While I agree that a satisfying and triumphant end for Lisbeth Salander is appropriate, the story would have been more interesting if just one piece of the puzzle had gone awry. The end is a little too neat for my taste, especially since the first two films featured a fresh and unexpected mixture of vulnerability and victory for our main character.
Lisbeth Salander’s Lack Of Appreciation Gets Old
Contrary to the last films, Lisbeth Salander does very little to aid in her own defense in The Girl Who Kicked the Hornet’s Nest. She spends most of the film under lock and key, leaving Blomkvist to be the champion of her cause. He orchestrates everything from her legal defense to providing her with access to the outside world by convincing her doctor to smuggle her smart phone into her hospital room.
She writes her autobiography while recovering in the hospital, detailing the abuse she experienced at the hands of the state, namely by her psychologist Dr. Teleborian and her state-appointed guardian, Nils Erik Bjurman. While she does have proof that Bjurman raped her, it is the research of her friends that discredit the State’s case, and ultimately leads to the detainment of Teleborian and the Section leaders.
Lisbeth’s timidness in social interaction is understandable given her upbringing and past experiences, but her aloofness towards the effort and dedication of the people working to exonerate her annoys me. Lisbeth’s lawyer, Annika Giannini, experiences Lisbeth’s personality for the first time in this film. She expresses frustration over what she perceives as apathy towards those who are trying to help her, and that frustration is not unwarranted.
Lisbeth’s unique personality is one of the most intriguing aspects of the character, but while the first two films show evolution in how she interacts with others, this film keeps the character static. If you are going to tie up the series with a neat little bow and give the girl a satisfying resolution, why not show the maturity of the character as well?
Lisbeth Salander crushes the mold of the typical heroine. Her tragic past, peculiar personality, and aversion to social interaction deviates from many established conventions found in modern female main characters. Larson’s characters are unique and engaging, and this film trilogy challenges audiences with dark imagery and violence against women that is very difficult to digest.
The third film focuses less on issues in society and more on the fate of its main characters. The Girl with the Dragon Tatoo and The Girl Who Played with Fire are infinitely more thought-provoking than this film.

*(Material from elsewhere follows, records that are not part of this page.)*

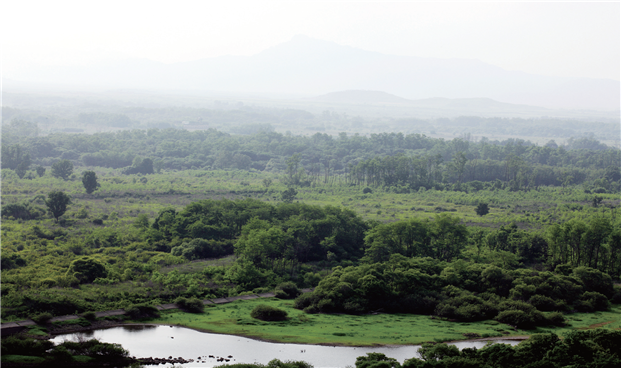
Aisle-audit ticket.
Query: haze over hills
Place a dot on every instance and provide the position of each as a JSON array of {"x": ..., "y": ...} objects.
[{"x": 309, "y": 66}]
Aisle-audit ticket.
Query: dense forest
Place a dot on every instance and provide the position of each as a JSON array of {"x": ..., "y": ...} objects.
[
  {"x": 406, "y": 162},
  {"x": 460, "y": 230}
]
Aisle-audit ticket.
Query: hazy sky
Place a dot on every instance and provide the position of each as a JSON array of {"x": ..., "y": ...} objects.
[{"x": 580, "y": 39}]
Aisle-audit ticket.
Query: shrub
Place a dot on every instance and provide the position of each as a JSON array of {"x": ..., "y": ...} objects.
[
  {"x": 42, "y": 318},
  {"x": 556, "y": 319},
  {"x": 90, "y": 316},
  {"x": 287, "y": 290},
  {"x": 138, "y": 311},
  {"x": 192, "y": 305},
  {"x": 596, "y": 300},
  {"x": 376, "y": 360},
  {"x": 520, "y": 318},
  {"x": 86, "y": 269},
  {"x": 267, "y": 313},
  {"x": 276, "y": 363},
  {"x": 547, "y": 304},
  {"x": 616, "y": 298}
]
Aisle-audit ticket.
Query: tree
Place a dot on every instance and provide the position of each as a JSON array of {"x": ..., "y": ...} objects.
[
  {"x": 21, "y": 169},
  {"x": 482, "y": 209},
  {"x": 40, "y": 170},
  {"x": 376, "y": 360},
  {"x": 57, "y": 202},
  {"x": 86, "y": 269},
  {"x": 288, "y": 195},
  {"x": 62, "y": 169},
  {"x": 89, "y": 179}
]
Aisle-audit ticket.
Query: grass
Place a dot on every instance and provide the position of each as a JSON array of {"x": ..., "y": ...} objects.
[
  {"x": 14, "y": 358},
  {"x": 381, "y": 329}
]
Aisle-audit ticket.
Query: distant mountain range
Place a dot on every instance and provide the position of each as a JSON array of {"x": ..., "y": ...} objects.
[
  {"x": 464, "y": 105},
  {"x": 310, "y": 66}
]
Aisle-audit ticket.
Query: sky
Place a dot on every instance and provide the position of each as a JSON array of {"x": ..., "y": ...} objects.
[{"x": 570, "y": 39}]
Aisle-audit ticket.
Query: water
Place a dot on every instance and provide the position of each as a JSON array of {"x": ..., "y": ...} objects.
[{"x": 164, "y": 341}]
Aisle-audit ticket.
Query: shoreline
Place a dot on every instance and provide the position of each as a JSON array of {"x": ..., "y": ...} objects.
[{"x": 109, "y": 324}]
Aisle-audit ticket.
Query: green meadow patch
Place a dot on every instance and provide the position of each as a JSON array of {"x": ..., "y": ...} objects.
[{"x": 367, "y": 330}]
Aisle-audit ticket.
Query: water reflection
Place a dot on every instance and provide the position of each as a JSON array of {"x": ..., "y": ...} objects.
[{"x": 169, "y": 341}]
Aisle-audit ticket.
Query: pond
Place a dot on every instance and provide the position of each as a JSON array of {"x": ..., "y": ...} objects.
[{"x": 164, "y": 341}]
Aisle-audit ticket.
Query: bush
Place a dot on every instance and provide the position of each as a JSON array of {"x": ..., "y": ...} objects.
[
  {"x": 276, "y": 363},
  {"x": 547, "y": 304},
  {"x": 595, "y": 300},
  {"x": 305, "y": 300},
  {"x": 90, "y": 316},
  {"x": 556, "y": 319},
  {"x": 192, "y": 305},
  {"x": 287, "y": 290},
  {"x": 520, "y": 318},
  {"x": 42, "y": 318},
  {"x": 616, "y": 298},
  {"x": 267, "y": 313},
  {"x": 138, "y": 311},
  {"x": 376, "y": 360}
]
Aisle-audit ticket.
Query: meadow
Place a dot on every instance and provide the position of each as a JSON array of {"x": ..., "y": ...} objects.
[{"x": 362, "y": 330}]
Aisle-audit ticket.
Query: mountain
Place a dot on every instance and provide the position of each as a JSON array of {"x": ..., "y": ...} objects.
[
  {"x": 435, "y": 106},
  {"x": 311, "y": 66},
  {"x": 361, "y": 97}
]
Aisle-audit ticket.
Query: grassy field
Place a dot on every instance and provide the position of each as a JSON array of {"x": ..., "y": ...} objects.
[
  {"x": 379, "y": 329},
  {"x": 121, "y": 198}
]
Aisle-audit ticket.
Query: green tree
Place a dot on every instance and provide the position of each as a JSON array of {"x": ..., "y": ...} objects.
[
  {"x": 482, "y": 209},
  {"x": 57, "y": 202},
  {"x": 288, "y": 195},
  {"x": 21, "y": 169},
  {"x": 86, "y": 269},
  {"x": 89, "y": 179},
  {"x": 376, "y": 360},
  {"x": 62, "y": 169}
]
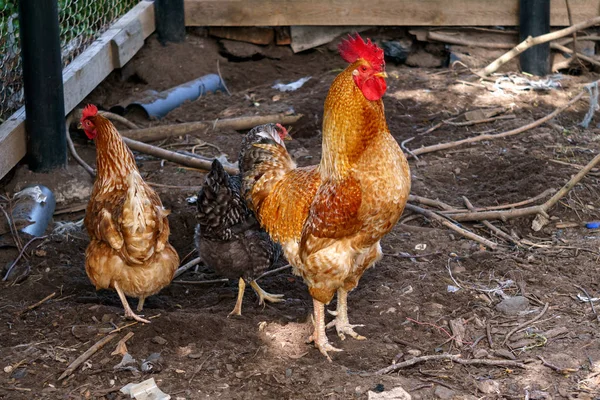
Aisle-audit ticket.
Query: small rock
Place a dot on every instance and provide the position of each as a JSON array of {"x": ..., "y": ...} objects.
[
  {"x": 513, "y": 305},
  {"x": 488, "y": 386},
  {"x": 397, "y": 393},
  {"x": 480, "y": 353},
  {"x": 159, "y": 340},
  {"x": 443, "y": 393}
]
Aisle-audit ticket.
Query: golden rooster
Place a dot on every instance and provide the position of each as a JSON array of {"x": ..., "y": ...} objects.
[
  {"x": 126, "y": 221},
  {"x": 330, "y": 217}
]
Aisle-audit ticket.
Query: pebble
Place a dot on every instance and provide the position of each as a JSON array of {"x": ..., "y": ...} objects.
[
  {"x": 159, "y": 340},
  {"x": 513, "y": 305},
  {"x": 443, "y": 393}
]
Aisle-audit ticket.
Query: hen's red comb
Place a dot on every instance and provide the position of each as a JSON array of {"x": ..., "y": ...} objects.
[
  {"x": 353, "y": 48},
  {"x": 89, "y": 111}
]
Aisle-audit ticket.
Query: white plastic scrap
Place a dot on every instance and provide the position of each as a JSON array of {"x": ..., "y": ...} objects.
[
  {"x": 517, "y": 83},
  {"x": 34, "y": 192},
  {"x": 146, "y": 390},
  {"x": 290, "y": 87}
]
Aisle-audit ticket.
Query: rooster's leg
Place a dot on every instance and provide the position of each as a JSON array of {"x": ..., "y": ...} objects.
[
  {"x": 341, "y": 323},
  {"x": 319, "y": 337},
  {"x": 262, "y": 295},
  {"x": 128, "y": 311},
  {"x": 237, "y": 310},
  {"x": 141, "y": 303}
]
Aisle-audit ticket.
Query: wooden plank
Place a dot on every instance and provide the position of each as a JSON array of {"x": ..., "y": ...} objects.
[
  {"x": 373, "y": 13},
  {"x": 13, "y": 145},
  {"x": 112, "y": 50}
]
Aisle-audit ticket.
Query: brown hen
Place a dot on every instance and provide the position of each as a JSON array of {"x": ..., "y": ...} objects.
[{"x": 129, "y": 249}]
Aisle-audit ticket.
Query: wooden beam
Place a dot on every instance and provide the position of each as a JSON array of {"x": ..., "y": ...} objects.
[
  {"x": 111, "y": 50},
  {"x": 373, "y": 13}
]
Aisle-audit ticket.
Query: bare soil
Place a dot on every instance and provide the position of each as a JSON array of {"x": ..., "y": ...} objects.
[{"x": 404, "y": 303}]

Those films explore contemporary issues with a stunning realism. The Girl Who Kicked the Hornet’s Nest, however, leaves contemporary issues at the door in favor of a more traditional thriller construction.
While the third installment does not stand up quite as well as the first two films, it does bring some well-deserved peace to our beloved main characters. This film is still visually stunning and entertaining to watch despite its plot deficiencies. Noomi Rapace and Michael Nyqvist embodied their characters so well throughout the entire series, and do not dial back the intensity of their roles at any point. Noomi Rapace’s career took off after her brilliant portrayal of Lisbeth Salander, which is a just reward for playing such a tormented character for so long.